Holding Liberal sway under Sir Wilfred Laurier from 1896 to 1911, the Conservatives saw a brief blip of power during WWI under Robert Borden before giving way to the Liberal Party’s William Lyon Mackenzie King from 1922 to 1925, followed by a brief Conservative minority parliament in 1926 under Arthur Meighen, before falling again to King’s Liberals from 1926 to 1930. The disastrous Conservative Depression-era majority government of Richard Bedford Bennett was again wiped out by King in 1935, and would hold power until 1948, before handing over the reigns to Liberal Louis St. Laurent, who would hold on until 1957. The Conservative’s Saskatchewan lion, Dief the Chief, would only manage one majority term in office before suffering defeat at the hands of Pearson’s Liberals. That was followed by the Trudeau dynasty, a brief correction in the market under Joe Clark in 1980, and then the Conservative glory years under Mulroney in the mid to late 1980’s. For most of us, the Liberal governments of Jean Chretien and later Paul Martin in the 1990’s are still in living memory.

But what does that all mean? Liberal governments have held sway in Canada in the 20th century about 70 per cent of the time. While the 1980’s might arguably suggest otherwise, strong evidence points to the fact that many Canadian voters have often viewed the Conservatives with suspicion, or simply out of step with the general political direction of the nation.

The first decade of the 21st century seemed to suggest it might belong to the Conservative Party, but a majority Liberal government in 2015 might now call into question that tentative assertion.

Whatever the country’s political destiny, back here in the present, the fallout from the 2015 federal election will probably be harsh for the two parties that missed the limelight of an election victory.

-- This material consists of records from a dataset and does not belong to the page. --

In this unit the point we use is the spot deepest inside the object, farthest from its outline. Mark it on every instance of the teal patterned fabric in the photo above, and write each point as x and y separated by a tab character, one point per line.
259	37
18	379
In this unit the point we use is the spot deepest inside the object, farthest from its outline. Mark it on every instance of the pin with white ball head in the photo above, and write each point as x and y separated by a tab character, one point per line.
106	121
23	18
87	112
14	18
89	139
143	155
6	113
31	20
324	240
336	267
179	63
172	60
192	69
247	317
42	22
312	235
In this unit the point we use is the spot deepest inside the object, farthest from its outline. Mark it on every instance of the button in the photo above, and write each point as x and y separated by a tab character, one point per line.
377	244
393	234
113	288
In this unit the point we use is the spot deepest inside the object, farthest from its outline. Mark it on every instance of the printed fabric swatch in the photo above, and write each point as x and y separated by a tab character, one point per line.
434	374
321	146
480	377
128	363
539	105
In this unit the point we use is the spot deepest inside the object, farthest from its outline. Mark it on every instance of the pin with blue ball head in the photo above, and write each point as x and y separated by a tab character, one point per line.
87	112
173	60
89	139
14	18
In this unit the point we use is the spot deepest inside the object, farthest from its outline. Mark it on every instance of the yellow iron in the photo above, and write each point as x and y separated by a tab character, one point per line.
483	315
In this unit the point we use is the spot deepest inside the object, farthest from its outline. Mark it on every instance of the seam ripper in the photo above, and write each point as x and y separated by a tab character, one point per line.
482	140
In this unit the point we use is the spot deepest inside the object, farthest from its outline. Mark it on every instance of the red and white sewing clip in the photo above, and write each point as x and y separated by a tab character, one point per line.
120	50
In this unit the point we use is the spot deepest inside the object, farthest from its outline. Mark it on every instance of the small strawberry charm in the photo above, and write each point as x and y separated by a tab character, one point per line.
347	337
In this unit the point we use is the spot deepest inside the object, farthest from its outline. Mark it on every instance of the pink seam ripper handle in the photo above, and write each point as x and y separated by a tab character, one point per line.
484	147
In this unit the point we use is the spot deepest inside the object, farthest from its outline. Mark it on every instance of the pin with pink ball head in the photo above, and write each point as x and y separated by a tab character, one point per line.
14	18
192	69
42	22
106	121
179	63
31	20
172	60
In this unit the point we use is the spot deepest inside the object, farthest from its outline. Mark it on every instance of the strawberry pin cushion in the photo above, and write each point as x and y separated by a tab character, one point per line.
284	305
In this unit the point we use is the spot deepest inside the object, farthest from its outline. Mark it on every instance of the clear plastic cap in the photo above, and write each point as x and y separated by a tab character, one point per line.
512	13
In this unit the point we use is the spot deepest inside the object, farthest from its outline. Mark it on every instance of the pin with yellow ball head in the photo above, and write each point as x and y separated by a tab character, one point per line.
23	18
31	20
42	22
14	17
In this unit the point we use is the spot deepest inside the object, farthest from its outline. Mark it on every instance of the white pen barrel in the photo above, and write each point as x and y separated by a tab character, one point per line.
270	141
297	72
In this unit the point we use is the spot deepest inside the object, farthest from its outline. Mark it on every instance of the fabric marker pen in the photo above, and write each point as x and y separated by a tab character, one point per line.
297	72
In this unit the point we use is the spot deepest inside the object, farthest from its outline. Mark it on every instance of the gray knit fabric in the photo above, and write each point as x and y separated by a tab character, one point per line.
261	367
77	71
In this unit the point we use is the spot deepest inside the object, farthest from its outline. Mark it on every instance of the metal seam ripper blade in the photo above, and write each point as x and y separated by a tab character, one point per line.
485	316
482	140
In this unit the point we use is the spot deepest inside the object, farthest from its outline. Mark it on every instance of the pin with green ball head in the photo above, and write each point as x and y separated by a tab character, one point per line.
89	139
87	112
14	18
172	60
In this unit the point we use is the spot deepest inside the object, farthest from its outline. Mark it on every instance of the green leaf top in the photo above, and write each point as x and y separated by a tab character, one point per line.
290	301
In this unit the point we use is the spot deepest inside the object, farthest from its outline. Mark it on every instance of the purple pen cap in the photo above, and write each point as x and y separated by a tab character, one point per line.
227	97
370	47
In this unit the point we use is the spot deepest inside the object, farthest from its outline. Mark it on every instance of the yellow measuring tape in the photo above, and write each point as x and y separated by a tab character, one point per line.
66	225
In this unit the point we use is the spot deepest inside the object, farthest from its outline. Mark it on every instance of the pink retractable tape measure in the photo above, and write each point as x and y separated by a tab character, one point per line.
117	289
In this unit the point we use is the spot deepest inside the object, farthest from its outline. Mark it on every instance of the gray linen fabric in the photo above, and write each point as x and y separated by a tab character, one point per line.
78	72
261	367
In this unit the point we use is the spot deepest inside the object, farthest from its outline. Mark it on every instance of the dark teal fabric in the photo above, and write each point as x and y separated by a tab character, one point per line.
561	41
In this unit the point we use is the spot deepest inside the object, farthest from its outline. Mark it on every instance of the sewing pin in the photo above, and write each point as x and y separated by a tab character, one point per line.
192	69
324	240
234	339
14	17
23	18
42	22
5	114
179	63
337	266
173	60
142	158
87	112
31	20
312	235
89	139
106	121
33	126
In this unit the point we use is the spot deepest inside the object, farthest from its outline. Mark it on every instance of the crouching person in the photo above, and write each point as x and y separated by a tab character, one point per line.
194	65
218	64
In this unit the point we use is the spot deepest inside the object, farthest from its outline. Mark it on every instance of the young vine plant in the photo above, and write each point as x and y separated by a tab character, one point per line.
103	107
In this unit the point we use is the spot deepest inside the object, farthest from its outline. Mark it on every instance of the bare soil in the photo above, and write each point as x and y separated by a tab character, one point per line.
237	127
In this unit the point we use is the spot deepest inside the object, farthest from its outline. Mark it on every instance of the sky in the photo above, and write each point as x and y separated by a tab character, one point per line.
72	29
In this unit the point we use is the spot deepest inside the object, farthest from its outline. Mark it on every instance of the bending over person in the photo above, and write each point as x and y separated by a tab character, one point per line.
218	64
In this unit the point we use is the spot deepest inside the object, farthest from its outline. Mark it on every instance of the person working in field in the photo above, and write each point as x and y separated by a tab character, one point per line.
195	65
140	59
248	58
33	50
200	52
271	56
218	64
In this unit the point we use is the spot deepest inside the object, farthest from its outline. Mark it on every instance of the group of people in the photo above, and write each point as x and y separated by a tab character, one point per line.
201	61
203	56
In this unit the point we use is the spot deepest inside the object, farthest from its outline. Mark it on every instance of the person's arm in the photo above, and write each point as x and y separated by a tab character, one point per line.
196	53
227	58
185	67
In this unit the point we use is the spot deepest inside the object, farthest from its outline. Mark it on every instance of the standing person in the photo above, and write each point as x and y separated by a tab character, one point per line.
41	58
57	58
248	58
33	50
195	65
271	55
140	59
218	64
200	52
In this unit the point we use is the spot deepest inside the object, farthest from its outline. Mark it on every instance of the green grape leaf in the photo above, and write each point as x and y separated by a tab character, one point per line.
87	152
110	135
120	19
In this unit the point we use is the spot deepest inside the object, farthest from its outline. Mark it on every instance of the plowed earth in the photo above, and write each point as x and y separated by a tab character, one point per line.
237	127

In the NDP camp, mutterings and clandestine meetings of caucus members behind closed doors are probably already circling the wagons for the ouster of the stodgy — and now politically failed — Thomas Mulcair as the scion of the left-wing party. Harsh questions are already being asked about the party’s fall from its 2011 grace, when it had come within a hair’s breadth of defeating the incumbent Conservatives.

On the Conservative side of the house, besides the failure to gain a majority government and the party’s relegation to the ranks of the opposition, Stephen Harper probably saved many in his party the grief of potentially forcing him from the leadership by announcing his resignation on election night.

While this opens the door for a fresh new face at the helm, Conservatives should remember how long it has taken the Liberals to transition back into power following their dynasty years in the 1990s, with a series of failed leaders and lacklustre performance in elections.

A Liberal correction in the market and a quick turnaround to majority power may not be as easy as some Conservatives choose to believe.